40. It was also contended by the learned Counsel for the accused that the allegation that accused had absconded and was arrested in Arki-dhar in Chamba District could not be taken as a circumstance against the accused in view of the ratio in Kehar Singh & Ors. v. The State (Delhi Administration), AIR 1988 SC 1883 wherein it was held that the plea of the prosecution that accused had absconded and was arrested on information received about his whereabouts and was found in possession of some incriminating articles could not be believed for want of associating two respectable witnesses in making the arrest and search. We need not to go into the contention for the reason that the learned Sessions Judge has not relied on such circumstance in holding the accused guilty or as a corroborative piece of evidence. 41. Lastly, it was contended for the accused that keeping in view the nature of evidence in this case the accused may be given benefit of doubt more so for want of evidence regarding motive. 42. The motive to commit an offence may have some significance in a case based entirely on circumstantial evidence.

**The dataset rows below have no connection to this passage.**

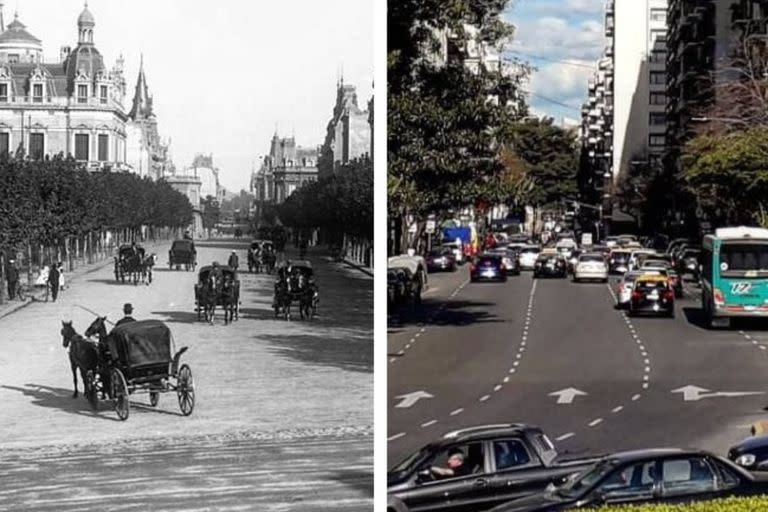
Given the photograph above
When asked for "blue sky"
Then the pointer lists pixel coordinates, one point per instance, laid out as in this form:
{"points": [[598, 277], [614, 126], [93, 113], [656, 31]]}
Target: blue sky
{"points": [[562, 39]]}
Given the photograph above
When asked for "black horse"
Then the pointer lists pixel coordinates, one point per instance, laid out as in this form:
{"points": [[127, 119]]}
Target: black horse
{"points": [[83, 354]]}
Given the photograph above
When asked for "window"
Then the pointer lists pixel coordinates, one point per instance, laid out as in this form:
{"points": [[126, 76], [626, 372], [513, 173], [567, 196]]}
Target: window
{"points": [[686, 476], [103, 147], [81, 146], [658, 56], [659, 15], [36, 146], [510, 453], [630, 482], [82, 93]]}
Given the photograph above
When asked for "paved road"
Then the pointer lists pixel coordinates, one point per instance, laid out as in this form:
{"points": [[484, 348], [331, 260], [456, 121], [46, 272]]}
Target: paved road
{"points": [[256, 377], [490, 353]]}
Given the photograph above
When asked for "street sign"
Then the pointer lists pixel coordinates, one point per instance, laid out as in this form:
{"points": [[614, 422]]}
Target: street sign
{"points": [[408, 399]]}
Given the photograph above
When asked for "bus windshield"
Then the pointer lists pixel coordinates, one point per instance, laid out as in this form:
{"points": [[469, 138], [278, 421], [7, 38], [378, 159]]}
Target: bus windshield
{"points": [[743, 259]]}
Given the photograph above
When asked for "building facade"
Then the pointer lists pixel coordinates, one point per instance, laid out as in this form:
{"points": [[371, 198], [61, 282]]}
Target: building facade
{"points": [[285, 169], [74, 106]]}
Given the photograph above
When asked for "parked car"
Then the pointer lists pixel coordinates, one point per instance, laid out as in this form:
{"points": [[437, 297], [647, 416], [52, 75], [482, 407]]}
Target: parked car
{"points": [[653, 295], [441, 259], [528, 255], [550, 264], [591, 266], [660, 476], [751, 454], [501, 463], [487, 267]]}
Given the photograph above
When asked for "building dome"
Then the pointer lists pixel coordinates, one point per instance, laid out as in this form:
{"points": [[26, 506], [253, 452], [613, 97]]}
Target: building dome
{"points": [[86, 18]]}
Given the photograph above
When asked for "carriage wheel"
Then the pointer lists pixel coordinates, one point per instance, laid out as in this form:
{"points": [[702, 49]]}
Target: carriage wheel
{"points": [[185, 390], [120, 395], [92, 390]]}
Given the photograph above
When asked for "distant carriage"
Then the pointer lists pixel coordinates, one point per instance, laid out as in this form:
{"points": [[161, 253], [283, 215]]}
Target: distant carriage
{"points": [[212, 290], [140, 358], [182, 253], [296, 284], [133, 263]]}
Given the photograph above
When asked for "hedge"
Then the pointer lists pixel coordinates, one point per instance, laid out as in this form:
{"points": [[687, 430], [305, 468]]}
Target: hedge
{"points": [[753, 504]]}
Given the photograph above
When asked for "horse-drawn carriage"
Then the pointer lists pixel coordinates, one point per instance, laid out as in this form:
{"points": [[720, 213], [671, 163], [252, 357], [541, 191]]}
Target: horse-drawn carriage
{"points": [[139, 358], [261, 256], [133, 263], [295, 284], [217, 286], [182, 252]]}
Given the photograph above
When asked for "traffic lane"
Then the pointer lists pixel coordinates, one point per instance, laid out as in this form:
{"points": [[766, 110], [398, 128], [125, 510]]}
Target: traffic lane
{"points": [[587, 348], [211, 473], [686, 354], [575, 342], [257, 373], [403, 321], [459, 358]]}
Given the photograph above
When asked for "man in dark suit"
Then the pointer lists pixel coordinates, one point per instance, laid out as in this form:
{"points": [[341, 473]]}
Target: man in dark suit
{"points": [[127, 309]]}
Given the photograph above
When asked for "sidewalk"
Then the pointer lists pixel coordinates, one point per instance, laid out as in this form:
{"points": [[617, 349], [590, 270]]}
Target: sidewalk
{"points": [[11, 306]]}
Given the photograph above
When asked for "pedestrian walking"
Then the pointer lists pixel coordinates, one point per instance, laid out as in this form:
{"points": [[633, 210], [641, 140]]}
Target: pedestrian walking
{"points": [[53, 281], [12, 277]]}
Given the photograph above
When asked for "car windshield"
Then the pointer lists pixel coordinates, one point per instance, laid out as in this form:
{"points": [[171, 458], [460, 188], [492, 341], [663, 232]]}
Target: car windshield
{"points": [[584, 481]]}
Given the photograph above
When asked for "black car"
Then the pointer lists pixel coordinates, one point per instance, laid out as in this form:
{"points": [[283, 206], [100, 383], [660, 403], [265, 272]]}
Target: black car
{"points": [[664, 476], [550, 265], [751, 454], [487, 267], [500, 463], [441, 259]]}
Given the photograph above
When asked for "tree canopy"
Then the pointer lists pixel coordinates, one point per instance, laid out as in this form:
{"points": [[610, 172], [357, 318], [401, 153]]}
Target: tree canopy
{"points": [[44, 201]]}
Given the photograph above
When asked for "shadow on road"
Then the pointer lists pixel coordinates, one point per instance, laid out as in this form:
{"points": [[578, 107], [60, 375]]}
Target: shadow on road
{"points": [[353, 355], [360, 481], [456, 313], [58, 398]]}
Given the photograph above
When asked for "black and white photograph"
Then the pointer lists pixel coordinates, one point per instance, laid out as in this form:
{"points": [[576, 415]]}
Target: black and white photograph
{"points": [[186, 255]]}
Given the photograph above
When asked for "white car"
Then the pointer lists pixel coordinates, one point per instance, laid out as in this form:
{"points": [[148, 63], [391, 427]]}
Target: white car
{"points": [[591, 267], [528, 256]]}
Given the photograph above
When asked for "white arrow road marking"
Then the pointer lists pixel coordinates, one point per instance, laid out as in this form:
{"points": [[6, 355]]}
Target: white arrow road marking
{"points": [[409, 399], [566, 396], [693, 393]]}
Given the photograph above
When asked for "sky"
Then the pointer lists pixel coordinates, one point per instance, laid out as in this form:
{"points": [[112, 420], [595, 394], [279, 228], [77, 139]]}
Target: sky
{"points": [[224, 74], [562, 39]]}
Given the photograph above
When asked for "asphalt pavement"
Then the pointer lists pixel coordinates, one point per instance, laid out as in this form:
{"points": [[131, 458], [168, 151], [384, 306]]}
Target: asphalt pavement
{"points": [[558, 354], [304, 388]]}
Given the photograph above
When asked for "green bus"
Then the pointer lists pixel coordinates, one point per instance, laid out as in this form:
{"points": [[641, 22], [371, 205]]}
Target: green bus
{"points": [[734, 275]]}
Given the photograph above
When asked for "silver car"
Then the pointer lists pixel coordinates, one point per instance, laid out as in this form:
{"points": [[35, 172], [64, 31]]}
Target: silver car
{"points": [[591, 266]]}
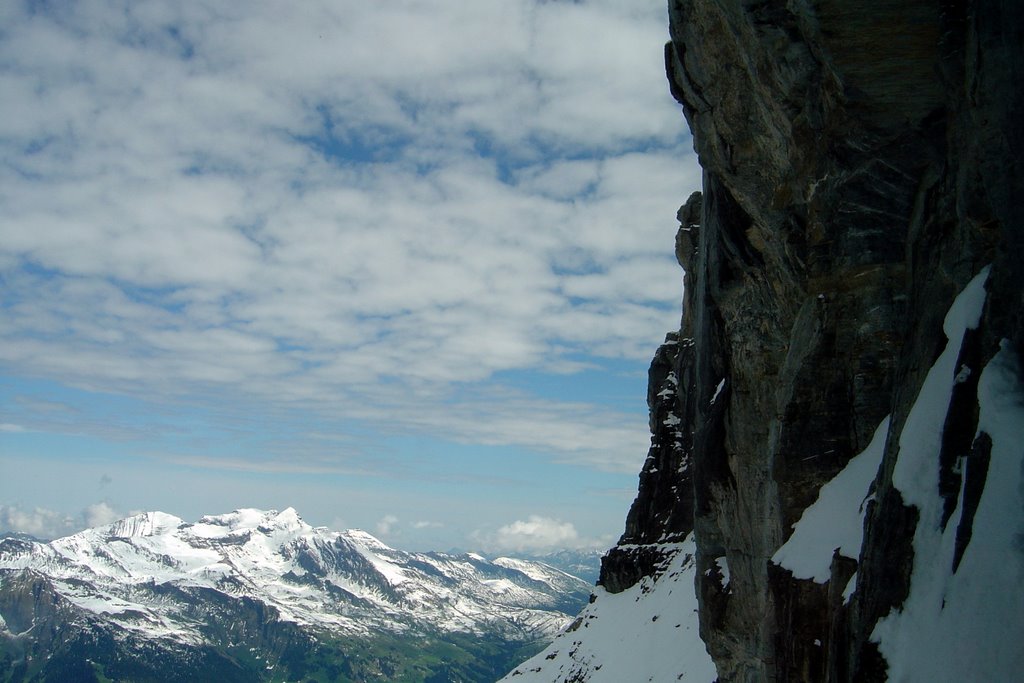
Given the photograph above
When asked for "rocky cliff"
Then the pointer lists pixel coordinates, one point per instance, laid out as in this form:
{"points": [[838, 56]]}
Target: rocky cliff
{"points": [[839, 421]]}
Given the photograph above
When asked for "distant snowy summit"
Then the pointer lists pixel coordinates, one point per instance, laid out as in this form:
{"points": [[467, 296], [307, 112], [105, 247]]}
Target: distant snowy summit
{"points": [[291, 596]]}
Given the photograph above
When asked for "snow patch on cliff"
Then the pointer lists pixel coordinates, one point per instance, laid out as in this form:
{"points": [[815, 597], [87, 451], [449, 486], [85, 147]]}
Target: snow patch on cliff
{"points": [[836, 520], [965, 624], [648, 632]]}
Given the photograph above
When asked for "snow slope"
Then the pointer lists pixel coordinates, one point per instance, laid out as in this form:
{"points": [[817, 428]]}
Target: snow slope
{"points": [[966, 622], [345, 582], [646, 633]]}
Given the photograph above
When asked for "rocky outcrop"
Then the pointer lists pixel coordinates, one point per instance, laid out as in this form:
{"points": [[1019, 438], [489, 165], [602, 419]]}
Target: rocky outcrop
{"points": [[861, 160]]}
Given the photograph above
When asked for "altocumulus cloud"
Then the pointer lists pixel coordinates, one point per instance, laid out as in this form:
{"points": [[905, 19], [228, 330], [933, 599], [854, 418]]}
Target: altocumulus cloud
{"points": [[364, 210], [536, 534]]}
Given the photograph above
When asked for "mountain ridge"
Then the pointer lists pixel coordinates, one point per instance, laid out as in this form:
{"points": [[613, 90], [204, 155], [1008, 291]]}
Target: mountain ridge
{"points": [[156, 582]]}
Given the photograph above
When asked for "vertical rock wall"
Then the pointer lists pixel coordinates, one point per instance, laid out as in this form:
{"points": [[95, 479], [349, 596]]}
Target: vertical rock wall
{"points": [[861, 165]]}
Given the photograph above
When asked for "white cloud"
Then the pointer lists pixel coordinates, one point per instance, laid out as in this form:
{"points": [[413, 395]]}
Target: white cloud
{"points": [[39, 522], [176, 223], [536, 534], [99, 514], [427, 524], [46, 523]]}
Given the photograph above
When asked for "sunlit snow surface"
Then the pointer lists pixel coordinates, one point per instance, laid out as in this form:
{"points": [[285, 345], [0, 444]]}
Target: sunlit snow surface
{"points": [[968, 625], [646, 633], [347, 582]]}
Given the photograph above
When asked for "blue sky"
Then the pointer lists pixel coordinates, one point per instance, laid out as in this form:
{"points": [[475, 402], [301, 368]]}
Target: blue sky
{"points": [[398, 265]]}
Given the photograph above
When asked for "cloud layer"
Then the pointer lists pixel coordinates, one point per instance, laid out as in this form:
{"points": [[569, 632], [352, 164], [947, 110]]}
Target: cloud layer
{"points": [[370, 213]]}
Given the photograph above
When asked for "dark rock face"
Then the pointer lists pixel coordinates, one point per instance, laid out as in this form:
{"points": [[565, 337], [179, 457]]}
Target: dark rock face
{"points": [[861, 160]]}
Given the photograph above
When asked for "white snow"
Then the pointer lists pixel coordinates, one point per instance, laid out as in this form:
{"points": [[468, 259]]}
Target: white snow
{"points": [[836, 520], [968, 625], [915, 474], [648, 632], [113, 569], [718, 390], [723, 567]]}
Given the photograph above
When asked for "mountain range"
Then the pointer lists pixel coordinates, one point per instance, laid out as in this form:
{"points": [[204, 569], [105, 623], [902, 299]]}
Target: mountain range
{"points": [[260, 595]]}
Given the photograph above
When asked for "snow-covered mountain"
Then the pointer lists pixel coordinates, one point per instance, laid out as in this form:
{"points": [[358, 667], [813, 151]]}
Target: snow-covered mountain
{"points": [[261, 592]]}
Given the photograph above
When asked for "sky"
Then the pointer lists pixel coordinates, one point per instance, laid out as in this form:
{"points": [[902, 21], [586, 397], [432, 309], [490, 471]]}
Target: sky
{"points": [[400, 265]]}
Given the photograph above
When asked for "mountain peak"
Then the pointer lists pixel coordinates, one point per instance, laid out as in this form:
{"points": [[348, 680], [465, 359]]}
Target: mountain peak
{"points": [[144, 523]]}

However, in a case wherein eye-account of the occurrence has been given, the motive, a mere circumstance, looses its importance. In this case the statements of eye-witnesses are reliable and are further corroborated by recovery of the weapon of offence consequent upon a disclosure made by the accused, medical opinion and the detection of blood on the weapon of offence and wearing apparels of the accused. In view of this evidence the charge against the accused is fully and firmly proved and the accused in no way is entitled to benefit of doubt. Therefore, the conviction and sentence awarded to the accused do not call for any interference and are upheld. 43. As a result the appeal merits dismissal and is accordingly dismissed. Appeal dismissed.